Hoje não vou escrever sobre a questão de gênero, embora o aumento da violência doméstica e dos casos de feminicídio neste momento nos deixe em alerta máximo e mereça total atenção. No entanto, temos hoje um problema que suplanta qualquer outro, porque dele brotam fatos mais monstruosos do que os vários já existentes.
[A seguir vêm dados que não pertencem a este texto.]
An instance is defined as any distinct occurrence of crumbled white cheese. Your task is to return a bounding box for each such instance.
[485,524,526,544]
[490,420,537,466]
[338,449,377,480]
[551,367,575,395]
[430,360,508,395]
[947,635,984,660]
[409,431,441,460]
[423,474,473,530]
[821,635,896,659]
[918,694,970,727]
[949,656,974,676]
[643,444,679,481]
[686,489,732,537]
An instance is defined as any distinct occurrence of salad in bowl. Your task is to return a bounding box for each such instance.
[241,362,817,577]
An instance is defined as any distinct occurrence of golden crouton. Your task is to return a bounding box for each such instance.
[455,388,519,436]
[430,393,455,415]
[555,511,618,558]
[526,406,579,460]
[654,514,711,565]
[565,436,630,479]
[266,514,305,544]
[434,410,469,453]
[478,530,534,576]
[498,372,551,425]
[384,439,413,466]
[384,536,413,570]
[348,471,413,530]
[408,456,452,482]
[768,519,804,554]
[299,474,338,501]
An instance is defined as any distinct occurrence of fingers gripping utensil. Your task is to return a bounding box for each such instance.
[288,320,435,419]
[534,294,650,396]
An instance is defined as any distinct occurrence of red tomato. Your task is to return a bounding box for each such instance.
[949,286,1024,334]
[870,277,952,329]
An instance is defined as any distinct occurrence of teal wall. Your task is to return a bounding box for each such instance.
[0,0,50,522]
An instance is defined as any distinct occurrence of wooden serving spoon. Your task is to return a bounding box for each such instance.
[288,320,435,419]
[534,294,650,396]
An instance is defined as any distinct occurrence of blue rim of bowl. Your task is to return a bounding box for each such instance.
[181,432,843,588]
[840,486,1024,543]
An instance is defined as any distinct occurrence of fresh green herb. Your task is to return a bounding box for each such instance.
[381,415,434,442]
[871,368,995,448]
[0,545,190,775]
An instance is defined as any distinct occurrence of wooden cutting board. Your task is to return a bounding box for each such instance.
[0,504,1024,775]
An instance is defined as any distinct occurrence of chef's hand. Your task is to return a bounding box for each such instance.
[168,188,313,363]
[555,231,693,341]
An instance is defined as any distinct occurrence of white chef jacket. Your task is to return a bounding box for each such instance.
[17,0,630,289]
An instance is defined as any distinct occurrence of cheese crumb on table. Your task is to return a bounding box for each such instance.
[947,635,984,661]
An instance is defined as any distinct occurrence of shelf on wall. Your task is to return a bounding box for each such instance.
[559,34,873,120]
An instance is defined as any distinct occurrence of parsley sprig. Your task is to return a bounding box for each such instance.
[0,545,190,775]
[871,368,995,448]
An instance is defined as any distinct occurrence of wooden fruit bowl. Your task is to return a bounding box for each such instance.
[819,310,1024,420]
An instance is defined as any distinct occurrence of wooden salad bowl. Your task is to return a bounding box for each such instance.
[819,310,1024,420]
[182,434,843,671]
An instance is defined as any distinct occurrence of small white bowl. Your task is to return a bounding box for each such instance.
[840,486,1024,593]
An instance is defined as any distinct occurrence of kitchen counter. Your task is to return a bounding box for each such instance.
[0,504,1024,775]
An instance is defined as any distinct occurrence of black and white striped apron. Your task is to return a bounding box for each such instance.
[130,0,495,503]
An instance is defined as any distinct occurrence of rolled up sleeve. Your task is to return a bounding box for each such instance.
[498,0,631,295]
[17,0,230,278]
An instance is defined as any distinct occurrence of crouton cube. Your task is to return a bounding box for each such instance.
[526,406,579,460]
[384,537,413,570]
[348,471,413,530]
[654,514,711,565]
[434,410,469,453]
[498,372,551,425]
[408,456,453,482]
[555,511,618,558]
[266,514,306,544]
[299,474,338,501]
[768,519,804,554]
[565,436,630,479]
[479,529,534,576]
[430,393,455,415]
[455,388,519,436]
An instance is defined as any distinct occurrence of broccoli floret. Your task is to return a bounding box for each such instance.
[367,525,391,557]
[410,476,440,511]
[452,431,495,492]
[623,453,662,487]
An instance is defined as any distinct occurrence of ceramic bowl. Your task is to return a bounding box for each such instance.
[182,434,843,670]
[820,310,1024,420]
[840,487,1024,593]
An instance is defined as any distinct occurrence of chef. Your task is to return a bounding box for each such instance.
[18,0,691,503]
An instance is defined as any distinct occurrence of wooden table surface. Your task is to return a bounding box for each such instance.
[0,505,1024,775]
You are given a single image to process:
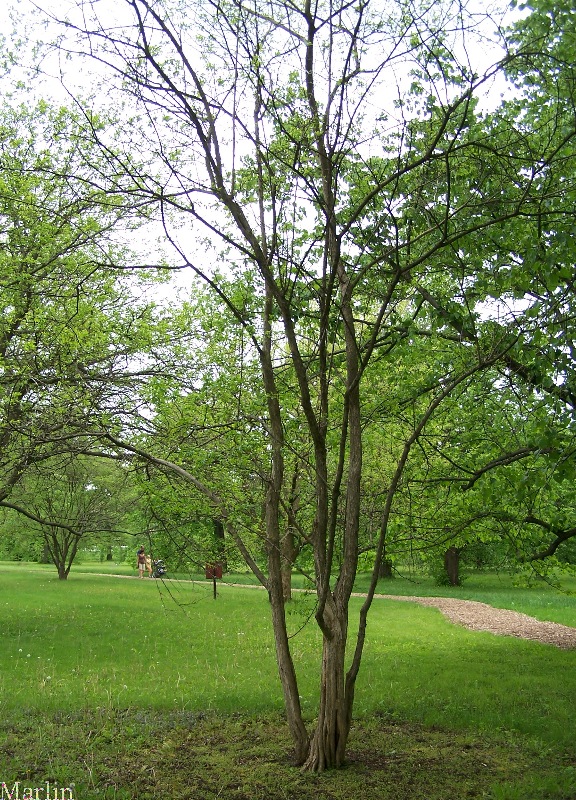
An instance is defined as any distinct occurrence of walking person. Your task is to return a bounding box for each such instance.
[136,547,146,578]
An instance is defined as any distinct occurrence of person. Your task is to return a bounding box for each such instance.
[136,547,146,578]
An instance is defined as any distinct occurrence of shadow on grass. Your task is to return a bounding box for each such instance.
[0,709,576,800]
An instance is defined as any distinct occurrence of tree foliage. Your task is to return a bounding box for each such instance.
[5,0,575,771]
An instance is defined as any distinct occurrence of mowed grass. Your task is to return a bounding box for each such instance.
[0,566,576,800]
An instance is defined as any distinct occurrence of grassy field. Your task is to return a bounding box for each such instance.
[0,564,576,800]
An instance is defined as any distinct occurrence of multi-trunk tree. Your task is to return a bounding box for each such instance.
[33,0,575,771]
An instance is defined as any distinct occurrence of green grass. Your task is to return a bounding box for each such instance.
[0,565,576,800]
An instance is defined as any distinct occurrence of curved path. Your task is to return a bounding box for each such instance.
[90,573,576,650]
[376,594,576,650]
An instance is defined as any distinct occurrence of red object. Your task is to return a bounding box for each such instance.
[206,562,222,581]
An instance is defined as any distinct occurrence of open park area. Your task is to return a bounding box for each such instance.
[0,563,576,800]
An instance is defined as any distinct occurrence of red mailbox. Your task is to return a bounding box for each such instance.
[206,562,222,581]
Temos como problema central, além da pandemia que mata centenas por dia no Brasil e milhares no mundo, um presidente da República que incentiva as pessoas a irem para a rua normalmente, em um momento em que sair de casa pode significar a morte. Como se isso já não bastasse, o mesmo presidente da República sai de casa, se junta a manifestantes – em um momento em que a não aglomeração é uma orientação científica e mundial – que clamam pela volta da ditadura, do AI-5, de uma intervenção militar, com discurso inflamado, muita tosse, e uma declaração incompatível com o Estado Democrático de Direito: “Não queremos negociar nada”.
A pergunta que muitos têm feito é: até onde deixaremos esse homem ir? Até onde permitiremos que as bravatas proferidas por ele se normalizem? Vale lembrar que, antes de chegar ao Planalto, esse mesmo homem fez apologia da tortura não só em entrevistas, mas também em alto e bom som na casa legislativa brasileira, quando votou pelo impeachment de Dilma Rousseff invocando o nome de um dos mais sangrentos torturadores que a ditadura militar do Brasil teve. Naquele mesmo dia, a indignação mais incisiva veio do então deputado federal Jean Wyllys – que abriria mão do mandato na eleição seguinte, devido às ameaças de morte dirigidas a ele e à sua família – que cuspiu em direção ao parlamentar do chamado “baixo clero” que exaltou o torturador. Alvo de processo no Conselho de Ética da Câmara, Wyllys foi formalmente advertido. E com o então deputado que exaltou o torturador, o que aconteceu? Alguém se lembra? Nada.
Durante a campanha à presidência, esse mesmo homem, em um comício, fez um gesto de fuzilamento e discursou: “Vamos fuzilar a petralhada!” O que aconteceu com ele? Alguém se lembra? Foi eleito.
Não vou nem mesmo citar, neste artigo, muitas outras declarações agressivas e ameaçadoras feitas por esse mesmo homem após chegar ao Planalto. Este texto vai se ater a uma única: em março deste ano, em viagem aos Estados Unidos, o já presidente afirmou – veja bem: afirmou, não insinuou – que a eleição de 2018 havia sido fraudada; que ele teria vencido o pleito em primeiro turno. E mais: que tinha provas da referida fraude. Apesar das constantes cobranças de jornalistas e políticos, jamais apresentou as tais provas. Jamais. O que aconteceu? Nada.
E agora, em plena pandemia, contrariando todas as recomendações médicas e científicas, esse mesmo homem, que se cobre do poder que lhe é concedido pelo cargo que ocupa, inflama a população do país que governa a ir para a rua, a trabalhar normalmente, a se aglomerar em manifestações contra o isolamento social, a correr o risco de transmitir o vírus do qual todos devemos nos proteger, a caminhar em direção à morte. Não seria genocídio provocar a morte de uma grande parcela da população? E o que acontece com esse homem? Nada.
É a normalização do absurdo. É a normalização de atos que historicamente foram considerados sub-reptícios. É a normalização de atitudes historicamente classificadas como inaceitáveis. Em todos os fatos e declarações citadas neste texto há a incitação à violência, ao ódio, à agressão. Ao crime. Ou alguém aqui esqueceu que tortura é crime contra a humanidade? Até quando ficaremos quietos enquanto esse homem dissemina o absurdo? Até quando ficaremos calados enquanto esse homem coloca em risco vidas humanas e o Estado Democrático de Direito?
Até onde deixaremos Jair Bolsonaro ir? Na minha avaliação, não falta mais nada para que medidas institucionais sejam tomadas em prol da nossa existência, que é incompatível com as atitudes desse homem. Alguém discorda?
LÍDICE LEÃO ” JORNAL DO BRASIL” ( BRASIL)
Lídice Leão é jornalista e mestranda em Psicologia Social pela Universidade de São Paulo.